The Center’s letter also withdrew 38 plants and animals from consideration for protection following new scientific information. The Center’s review of the 61 species was prompted by the Trump administration’s unprecedented move to reverse an Obama-era decision to review the status of the species because available information indicates they may warrant listing.

The Trump administration and Republicans in the House of Representatives have proposed slashing the budget for endangered species listings by half, from $20.5 million to $10.9, and to prioritize delisting species rather than granting protection to new ones. These budget cuts are being proposed despite the Fish and Wildlife Service’s backlog of hundreds of species found to warrant consideration for protection. 

Because of the high rates of diversity and extinction in the Southeast’s rivers, in 2010 the Center petitioned for protection for 404 freshwater species from the region. Of those, 21 have gained protection or been proposed for protection and three have been declared extinct. Most are still awaiting reviews. In response to the Service funding scientists to survey their status, the Center has been able to withdraw dozens of species from the petition, including 38 in today’s comments.

“The Southeast’s rivers are at the center of the global extinction crisis, so it’s the worst moment in history to have a president hostile to wildlife protection,” Curry said. “The well-being of humans is tied to the well-being of all wildlife, so we have to start looking out for the little guys that help keep the environment healthy for everyone.”

At least 164 species from the Southeast region have been lost to extinction since 1900.
Just since 2000, many southeastern species have been identified as extinct, including two butterflies, a fairy shrimp and a rainbow snake from Florida; the beaverpond marstonia snail from Georgia; the Tatum Cave beetle from Kentucky; and the green blossom, yellow blossom, tubercled bloosom and turgid blossom pearly mussels from Tennessee and other states.

Species Background
Today’s letter urges the Service to speed protections for 23 critically imperiled species, including nine plants, eight insects, four crayfish and two mollusks. Florida is home to 13 of the species. Five species each are found in North Carolina and Tennessee, four each in Alabama, Georgia and South Carolina, and three each in Kentucky and Virginia. The others occur in Arkansas, Louisiana and Mississippi.

The domed ancylid is an incredibly rare freshwater limpet found only in Kentucky’s Green River and Alabama’s Cahaba River. Experts say the entire group of freshwater mollusks needs proactive conservation including captive breeding and propagation. They are threatened by erosion and run-off that increases silt in rivers and by global climate change, which increases drought and water temperature.

The southern snaketail is a rare dragonfly with a green thorax with two black stripes found in Florida, Louisiana and Mississippi.
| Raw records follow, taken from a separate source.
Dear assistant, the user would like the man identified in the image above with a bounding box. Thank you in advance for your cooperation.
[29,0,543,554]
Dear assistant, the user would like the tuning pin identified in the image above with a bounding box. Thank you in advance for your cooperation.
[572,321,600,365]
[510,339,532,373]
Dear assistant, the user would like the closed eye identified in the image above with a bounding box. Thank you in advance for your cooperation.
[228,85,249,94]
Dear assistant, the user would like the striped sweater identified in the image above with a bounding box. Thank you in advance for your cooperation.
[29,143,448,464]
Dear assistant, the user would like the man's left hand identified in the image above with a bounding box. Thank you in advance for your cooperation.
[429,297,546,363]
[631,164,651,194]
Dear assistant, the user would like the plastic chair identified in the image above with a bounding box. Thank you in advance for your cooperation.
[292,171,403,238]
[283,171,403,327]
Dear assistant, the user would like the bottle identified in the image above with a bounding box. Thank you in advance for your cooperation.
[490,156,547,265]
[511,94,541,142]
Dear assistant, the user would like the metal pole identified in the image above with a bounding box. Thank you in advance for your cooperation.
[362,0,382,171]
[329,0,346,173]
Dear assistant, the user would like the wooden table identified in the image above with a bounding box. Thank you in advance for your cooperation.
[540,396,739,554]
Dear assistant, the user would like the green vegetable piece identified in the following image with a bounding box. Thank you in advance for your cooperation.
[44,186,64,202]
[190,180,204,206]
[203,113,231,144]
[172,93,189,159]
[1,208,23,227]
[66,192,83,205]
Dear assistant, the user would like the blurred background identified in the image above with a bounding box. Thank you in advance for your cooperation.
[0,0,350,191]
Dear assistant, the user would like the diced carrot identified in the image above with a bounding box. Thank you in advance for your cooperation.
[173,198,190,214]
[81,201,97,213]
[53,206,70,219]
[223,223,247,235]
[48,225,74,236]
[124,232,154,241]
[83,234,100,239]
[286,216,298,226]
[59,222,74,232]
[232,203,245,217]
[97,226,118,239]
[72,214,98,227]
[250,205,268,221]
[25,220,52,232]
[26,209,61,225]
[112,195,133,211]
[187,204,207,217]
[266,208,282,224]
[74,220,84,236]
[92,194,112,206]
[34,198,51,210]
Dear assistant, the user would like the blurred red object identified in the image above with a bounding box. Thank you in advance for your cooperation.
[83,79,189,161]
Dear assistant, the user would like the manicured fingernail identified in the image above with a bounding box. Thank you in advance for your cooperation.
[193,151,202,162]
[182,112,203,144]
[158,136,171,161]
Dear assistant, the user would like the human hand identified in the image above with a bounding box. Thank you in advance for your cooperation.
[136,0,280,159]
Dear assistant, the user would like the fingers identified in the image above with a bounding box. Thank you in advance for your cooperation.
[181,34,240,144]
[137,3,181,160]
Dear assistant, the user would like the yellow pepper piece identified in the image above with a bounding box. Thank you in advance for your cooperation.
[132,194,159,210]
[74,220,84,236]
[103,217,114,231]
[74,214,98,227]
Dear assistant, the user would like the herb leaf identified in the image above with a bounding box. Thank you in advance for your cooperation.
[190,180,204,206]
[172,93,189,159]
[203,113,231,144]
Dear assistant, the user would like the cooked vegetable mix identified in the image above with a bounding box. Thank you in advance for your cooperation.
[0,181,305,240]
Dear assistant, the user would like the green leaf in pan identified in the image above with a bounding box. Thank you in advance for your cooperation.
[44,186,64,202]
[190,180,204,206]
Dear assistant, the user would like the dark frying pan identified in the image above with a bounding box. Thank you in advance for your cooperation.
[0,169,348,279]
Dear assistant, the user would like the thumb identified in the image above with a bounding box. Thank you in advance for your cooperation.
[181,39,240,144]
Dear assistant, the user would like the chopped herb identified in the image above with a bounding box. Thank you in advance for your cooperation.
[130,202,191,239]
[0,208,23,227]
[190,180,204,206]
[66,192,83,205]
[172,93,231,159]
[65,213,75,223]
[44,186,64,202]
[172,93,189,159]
The International Union for Conservation of Nature considers it endangered. Dragonfly experts describe it as restricted, vulnerable and declining. The larvae need clean, gravel stream bottoms to survive and are highly sensitive to water pollution, so it is threatened by mining, logging and pesticides.

The sunfacing coneflower is a 4-foot-tall yellow flower in the aster family found in Alabama, Georgia, North Carolina, South Carolina and Virginia. It is widely-scattered and rare. Plant experts believe it has fallen through the cracks of current conservation efforts. It is threatened by development, wetland draining and fire suppression.

Southern snaketail

Southern snaketail photo by Giff Beaton. Images are available for media use.

The Center for Biological Diversity is a national, nonprofit conservation organization with more than 1.6 million members and online activists dedicated to the protection of endangered species and wild places.